Mother

Norah L. Tochhawng

Indraprastha College for Women, New Delhi, India

I am my mother.

I have her hands and my mouth settles into a quiet frown as the day grows longer.

When I’m tired and my legs ache from the weight of the children I bore,

I sit at the dining table and make myself tea - sweet, creamy and piping hot.

The mirror tells me a story I wish weren’t mine.

My skin, loose and coloured with weird lines and scars, has sagged from the burden of being a mother.

The image of youth is still a plague in my head.

And all the dreams I had to keep aside,

All the loving and the laughing that had awaited my arrival,

My whole life kept behind me so that I may wed.

The responsibilities I keep, the expectations I desire to meet,

Etched on my flesh like when my daughters drew on the plain white walls of our tiny apartment.

Some days, I find myself all alone in bed – cold and confused.

The tolls of my marriage gnaw at us and drive us apart.

I wonder then if I ever knew love at all.

When I have lived all my life, is this all that there is to it?

I cannot accept that the love I have for my daughters might be the only kind of love I’ll ever know.

I have my mother’s lips and sometimes, I speak like her.

My tone gets low and weary when I worry,

Then loud and piercing when my daughters hurt me.

I try to hurt them like they might know better.

The years keep slipping away from me and I forget who I am.

My daughters shape themselves into the kind of women they would’ve liked me to be.

I can barely recognise myself.

When I look at them I see all that I was and then, all that I could have been.

They have my hands, my lips and my eyes

And they tell stories and love and laugh.

I try to hold on to the moments we have

But they suffocate under my grip.

So, I let them go and set them free

And I can only hope that they love me enough to remember me.

Then ensues that lonesome and longing wait,

For them to come and remind me a little of the love we used to keep.

I am my daughter.

I have my mother’s hands and my father’s smile.

I care about the world and I get caught up in the dreadful tide of change.

There’s this longingness for a future built on better grounds than what was given to me.

I believe there’s a bigger purpose in life and I chase it like I might lose sight of it all at once.

I’m scared to meet my mother’s eyes because they remind me of what life might do to you.

Oh, but I love her, I do, I love her till my bones ache

But I cannot love her enough to be her.

I claw at my flesh and I put on clothes that fit me weirdly.

And when I bring myself to look in the mirror, I can’t help but hate it all.

I have my mother’s hips; I have her thighs.

I have her belly and now, they are starting to have their lines.

I love my mother, I love her, I do!

But I can’t help depriving myself of nurture, of love, of food.

I can’t bear looking like her

Else my future might look like hers too.

I am my mother’s daughter.

I walk like her.

I put one foot in front of the other, with my head tilted to the side.

My limbs are taking me down the path that she knows all too well.

Part of her wants me to, but part of her is barring me,

Part of me is wanting her and part of me is fleeing.

I have an abundance of dreams – some great expectations – that I am so very determined to conquer.

And with my mother’s love heavy on my back, I trudge, I falter, I persist.

The years are only just slipping away; I and my future with them.

When I stand up and cross boundaries and dance,

The world cradles me in her arms and loves me so very gently.

Sometimes I feel that I might make it out of that abyss of longingness.

I cannot be my mother.

I cannot be my mother.

I cannot be my mother.

And yet I am, I have her eyes. 

I have her lips, her hands, her belly and her thighs. 

When I grow tired from the weight of the world, 

I drink tea at the dining table - sweet, creamy and piping hot.

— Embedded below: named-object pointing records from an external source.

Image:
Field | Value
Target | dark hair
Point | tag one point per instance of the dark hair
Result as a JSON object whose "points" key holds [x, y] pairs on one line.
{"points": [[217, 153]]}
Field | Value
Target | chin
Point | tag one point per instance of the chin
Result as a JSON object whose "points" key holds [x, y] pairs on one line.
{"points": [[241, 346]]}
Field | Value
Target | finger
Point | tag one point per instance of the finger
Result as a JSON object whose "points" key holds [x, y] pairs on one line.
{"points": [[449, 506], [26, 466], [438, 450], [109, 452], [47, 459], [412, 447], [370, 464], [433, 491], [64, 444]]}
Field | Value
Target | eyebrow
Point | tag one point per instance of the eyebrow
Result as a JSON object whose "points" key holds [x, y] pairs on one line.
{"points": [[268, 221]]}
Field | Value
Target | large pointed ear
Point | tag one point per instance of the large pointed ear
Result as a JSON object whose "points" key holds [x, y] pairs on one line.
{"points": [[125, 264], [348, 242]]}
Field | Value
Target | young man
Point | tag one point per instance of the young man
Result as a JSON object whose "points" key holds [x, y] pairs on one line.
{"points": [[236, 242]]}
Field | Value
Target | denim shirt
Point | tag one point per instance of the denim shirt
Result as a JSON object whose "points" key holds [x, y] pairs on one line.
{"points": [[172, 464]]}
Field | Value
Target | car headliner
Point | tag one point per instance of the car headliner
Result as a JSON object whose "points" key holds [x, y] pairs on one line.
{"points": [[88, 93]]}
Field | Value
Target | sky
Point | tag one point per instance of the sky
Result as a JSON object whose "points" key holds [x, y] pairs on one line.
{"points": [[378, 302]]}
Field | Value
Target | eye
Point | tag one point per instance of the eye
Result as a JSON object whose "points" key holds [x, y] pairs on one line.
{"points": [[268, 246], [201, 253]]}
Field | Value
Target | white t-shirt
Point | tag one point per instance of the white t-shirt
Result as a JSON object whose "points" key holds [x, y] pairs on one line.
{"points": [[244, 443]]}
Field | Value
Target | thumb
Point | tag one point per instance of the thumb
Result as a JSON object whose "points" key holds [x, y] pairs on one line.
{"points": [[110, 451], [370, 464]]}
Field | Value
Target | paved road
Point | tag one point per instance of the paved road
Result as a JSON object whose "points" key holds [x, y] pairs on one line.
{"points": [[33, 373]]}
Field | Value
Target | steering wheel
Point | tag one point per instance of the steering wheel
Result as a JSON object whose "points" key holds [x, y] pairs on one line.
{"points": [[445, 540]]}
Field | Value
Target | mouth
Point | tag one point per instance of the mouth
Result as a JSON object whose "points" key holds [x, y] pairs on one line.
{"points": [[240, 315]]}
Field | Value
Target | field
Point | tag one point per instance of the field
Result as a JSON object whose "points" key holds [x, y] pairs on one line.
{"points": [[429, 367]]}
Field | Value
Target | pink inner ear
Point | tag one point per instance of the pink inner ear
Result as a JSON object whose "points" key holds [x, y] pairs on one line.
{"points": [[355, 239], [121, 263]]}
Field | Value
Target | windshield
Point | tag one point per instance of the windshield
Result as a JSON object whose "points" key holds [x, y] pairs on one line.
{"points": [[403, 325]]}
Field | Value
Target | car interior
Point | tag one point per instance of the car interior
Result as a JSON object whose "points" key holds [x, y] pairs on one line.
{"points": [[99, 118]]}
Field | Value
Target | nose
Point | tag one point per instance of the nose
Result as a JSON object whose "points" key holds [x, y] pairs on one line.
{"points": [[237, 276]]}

At 3 am, I am restless, cold and confused.

I carry my mother’s thoughts and worries,

I carry them because I have come to realise that they were always mine.

As time wedges itself between us, 

My mother is slowly weakened by her maturity - the kind that only comes with age.

And as she leaves her youth behind,

She’s unaware that it’s being passed on.

And when I look in the mirror, I cry a little.

I am my mother.

I am my mother and not just my mother’s daughter.

I am my mother and I have her life.

I live as she might have and I love as she does.

And when I feel the tides of change rushing in and drowning me

I run back to her like a child, like a leech,

And I feed on the love she always keeps for me.